Department of Haematology and Oncology, Federal Armed Hospital Ulm, Ulm, Germany.
Department of Haematology and Oncology, University Hospital of Schleswig-Holstein, Lübeck, Germany.
Br J Haematol. 2020 Apr;189(2):257-268. doi: 10.1111/bjh.16342. Epub 2020 Jan 20.
Patients with EBV-positive diffuse large B cell lymphoma not otherwise specified (EBV DLBCL (NOS)) recurrently present with advanced age and reduced performance status. They are therefore insufficiently represented in clinical trials and treatment is likely to differ. Here we assess clinicopathological characteristics, therapeutic variability and clinical outcome in the largest consecutively diagnosed EBV DLBCL (NOS) cohort published to date (n = 80; median age 70 years; range 19-90). Centralized and systematic haematopathological panel review was performed. By immunohistochemistry 60/80 patients were CD30-positive. Further, we identified nine EBV DLBCL (NOS) patients with associated or composite peripheral T cell lymphoma at diagnosis or relapse (preceded by clonal T cell populations within the initial DLBCL biopsy in 4/5 cases). Most patients (80%) were treated with R-CHOP-type therapy and 16 patients received none or less intensiveprotocols. Upon univariate analysis both R-CHOP-type therapy (OS: P < 0.0001; PFS: P = 0.0617) and negativity for CD30 (OS: P = 0.0002; PFS: P = 0.0002) showed a protective 66 effect, maintained upon multivariate analysis. In a propensity-score matched analysis with a cohort of non-EBV DLBCL (NOS) patients, balanced for all revised-international prognostic index factors, we found an EBV-association to hold no significant impact on progression-free and overall survival whilst exhibiting a trend favouring EBV-negativity (OS: P = 0.116; PFS: P = 0.269). Our findings provide insight into the clinical course of EBV DLBCL (NOS), highlight the ramifications of CD30-expression and underline the superior therapeutic efficacy of R-CHOP immunochemotherapy. Alternative therapies, incorporating tumour biology (e.g. CD30 directed therapies) need to be explored in EBV DLBCL (NOS) patients. Moreover our data advert to the close relationship between EBV DLBCL (NOS) and peripheral T cell lymphomas.

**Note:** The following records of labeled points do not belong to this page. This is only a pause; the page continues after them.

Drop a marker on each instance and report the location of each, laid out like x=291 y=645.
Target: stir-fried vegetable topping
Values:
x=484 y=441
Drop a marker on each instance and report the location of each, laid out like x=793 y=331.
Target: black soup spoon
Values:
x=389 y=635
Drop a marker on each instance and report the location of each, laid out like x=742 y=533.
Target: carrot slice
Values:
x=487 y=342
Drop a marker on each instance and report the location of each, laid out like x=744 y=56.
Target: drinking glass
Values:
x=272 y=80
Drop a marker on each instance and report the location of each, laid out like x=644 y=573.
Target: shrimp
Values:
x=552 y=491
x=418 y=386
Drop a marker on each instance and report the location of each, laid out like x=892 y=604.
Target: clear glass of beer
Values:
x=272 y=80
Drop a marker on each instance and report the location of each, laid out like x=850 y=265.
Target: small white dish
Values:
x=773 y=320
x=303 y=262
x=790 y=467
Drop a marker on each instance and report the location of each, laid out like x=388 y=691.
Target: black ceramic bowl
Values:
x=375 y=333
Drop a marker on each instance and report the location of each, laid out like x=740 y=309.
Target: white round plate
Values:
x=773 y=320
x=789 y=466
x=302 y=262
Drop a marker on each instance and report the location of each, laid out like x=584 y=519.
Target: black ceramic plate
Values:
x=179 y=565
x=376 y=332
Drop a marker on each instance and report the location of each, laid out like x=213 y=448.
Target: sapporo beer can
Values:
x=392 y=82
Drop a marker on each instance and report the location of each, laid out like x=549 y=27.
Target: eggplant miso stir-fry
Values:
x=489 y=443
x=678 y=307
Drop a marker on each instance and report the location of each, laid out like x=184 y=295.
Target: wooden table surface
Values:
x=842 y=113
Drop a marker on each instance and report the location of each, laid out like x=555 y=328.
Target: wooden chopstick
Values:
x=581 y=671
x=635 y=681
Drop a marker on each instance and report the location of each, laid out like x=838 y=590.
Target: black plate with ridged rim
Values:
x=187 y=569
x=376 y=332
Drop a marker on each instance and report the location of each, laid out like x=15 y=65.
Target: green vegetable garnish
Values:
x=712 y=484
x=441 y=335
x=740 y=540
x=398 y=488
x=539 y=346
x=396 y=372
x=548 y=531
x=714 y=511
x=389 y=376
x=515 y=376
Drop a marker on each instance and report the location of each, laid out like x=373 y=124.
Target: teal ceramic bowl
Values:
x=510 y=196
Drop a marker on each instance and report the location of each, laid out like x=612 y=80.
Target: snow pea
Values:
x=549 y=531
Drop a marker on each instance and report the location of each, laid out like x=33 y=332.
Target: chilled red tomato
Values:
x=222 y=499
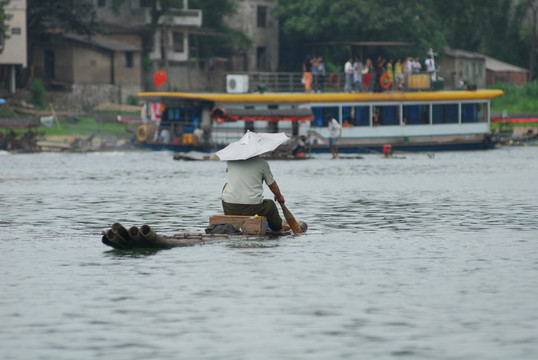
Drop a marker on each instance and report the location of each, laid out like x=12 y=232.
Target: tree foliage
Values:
x=53 y=16
x=493 y=27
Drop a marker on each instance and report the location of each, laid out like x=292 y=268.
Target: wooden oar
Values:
x=295 y=227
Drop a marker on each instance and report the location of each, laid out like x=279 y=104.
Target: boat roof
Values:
x=305 y=98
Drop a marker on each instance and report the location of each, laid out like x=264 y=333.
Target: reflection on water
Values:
x=418 y=257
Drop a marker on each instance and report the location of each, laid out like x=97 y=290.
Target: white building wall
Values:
x=15 y=49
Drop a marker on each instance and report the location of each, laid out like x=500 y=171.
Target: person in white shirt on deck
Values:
x=335 y=131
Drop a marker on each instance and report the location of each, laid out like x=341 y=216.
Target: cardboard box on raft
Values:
x=249 y=224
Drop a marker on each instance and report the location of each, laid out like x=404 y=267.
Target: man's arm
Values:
x=276 y=191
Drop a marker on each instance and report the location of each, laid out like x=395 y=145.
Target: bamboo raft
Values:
x=246 y=227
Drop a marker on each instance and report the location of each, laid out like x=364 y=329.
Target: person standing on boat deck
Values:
x=321 y=70
x=243 y=193
x=335 y=131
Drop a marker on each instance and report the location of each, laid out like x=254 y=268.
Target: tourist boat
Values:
x=408 y=121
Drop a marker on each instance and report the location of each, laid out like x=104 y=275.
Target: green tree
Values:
x=47 y=19
x=312 y=21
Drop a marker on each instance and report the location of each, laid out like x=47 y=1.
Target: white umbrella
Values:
x=251 y=144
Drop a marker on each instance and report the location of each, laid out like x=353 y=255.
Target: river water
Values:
x=413 y=257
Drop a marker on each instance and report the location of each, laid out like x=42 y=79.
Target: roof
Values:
x=464 y=54
x=499 y=66
x=317 y=98
x=364 y=43
x=491 y=63
x=102 y=42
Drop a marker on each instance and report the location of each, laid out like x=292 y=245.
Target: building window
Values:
x=261 y=58
x=129 y=59
x=262 y=16
x=146 y=3
x=179 y=43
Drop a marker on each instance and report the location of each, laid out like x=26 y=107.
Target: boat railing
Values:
x=291 y=82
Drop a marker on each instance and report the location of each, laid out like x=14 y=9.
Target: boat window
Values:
x=386 y=115
x=249 y=125
x=272 y=126
x=356 y=115
x=321 y=113
x=474 y=112
x=416 y=114
x=445 y=113
x=188 y=117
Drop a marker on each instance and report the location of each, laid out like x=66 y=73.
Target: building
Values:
x=13 y=47
x=462 y=67
x=93 y=70
x=254 y=19
x=473 y=69
x=498 y=71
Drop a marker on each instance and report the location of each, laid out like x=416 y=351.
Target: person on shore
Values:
x=247 y=171
x=315 y=74
x=348 y=72
x=379 y=70
x=430 y=67
x=417 y=67
x=357 y=74
x=367 y=75
x=307 y=74
x=335 y=131
x=398 y=74
x=321 y=74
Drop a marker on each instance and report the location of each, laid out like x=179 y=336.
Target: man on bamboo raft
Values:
x=247 y=171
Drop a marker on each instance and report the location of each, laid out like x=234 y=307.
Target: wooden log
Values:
x=153 y=238
x=123 y=234
x=107 y=242
x=249 y=224
x=116 y=240
x=137 y=237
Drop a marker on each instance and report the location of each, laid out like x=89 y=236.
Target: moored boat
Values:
x=408 y=121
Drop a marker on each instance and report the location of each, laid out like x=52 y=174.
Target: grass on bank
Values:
x=86 y=126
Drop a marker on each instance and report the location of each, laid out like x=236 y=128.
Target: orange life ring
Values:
x=142 y=132
x=385 y=81
x=334 y=80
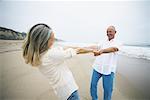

患者患有 EBV 阳性弥漫性大 B 细胞淋巴瘤非特指型(EBV DLBCL(NOS)),通常具有高龄和较差的体能状态等特征。因此,他们在临床试验中的代表性不足,治疗方法可能也有所不同。在此,我们评估了迄今为止发表的最大的 EBV DLBCL(NOS)连续诊断队列的临床病理特征、治疗变异性和临床结局(n=80;中位年龄 70 岁;范围 19-90 岁)。进行了集中和系统的血液病理学小组审查。通过免疫组化,60/80 例患者 CD30 阳性。此外,我们在诊断或复发时发现了 9 例与 EBV DLBCL(NOS)相关或复合外周 T 细胞淋巴瘤的患者(在 4/5 例病例中,最初的 DLBCL 活检中存在克隆性 T 细胞群)。大多数患者(80%)接受了 R-CHOP 类治疗,16 名患者接受了非强化或低强度治疗方案。单因素分析显示,R-CHOP 类治疗(OS:P<0.0001;PFS:P=0.0617)和 CD30 阴性(OS:P=0.0002;PFS:P=0.0002)均具有保护性作用,多因素分析结果保持不变。在与非 EBV DLBCL(NOS)患者的队列进行倾向评分匹配分析中,对所有修正的国际预后指数因素进行了平衡,我们发现 EBV 相关性对无进展生存期和总生存期没有显著影响,而 EBV 阴性具有趋势(OS:P=0.116;PFS:P=0.269)。我们的研究结果提供了 EBV DLBCL(NOS)的临床过程的深入了解,强调了 CD30 表达的影响,并强调了 R-CHOP 免疫化疗的卓越疗效。需要探索包括肿瘤生物学在内的替代疗法(例如,针对 CD30 的疗法),以应用于 EBV DLBCL(NOS)患者。此外,我们的数据表明 EBV DLBCL(NOS)与外周 T 细胞淋巴瘤之间存在密切关系。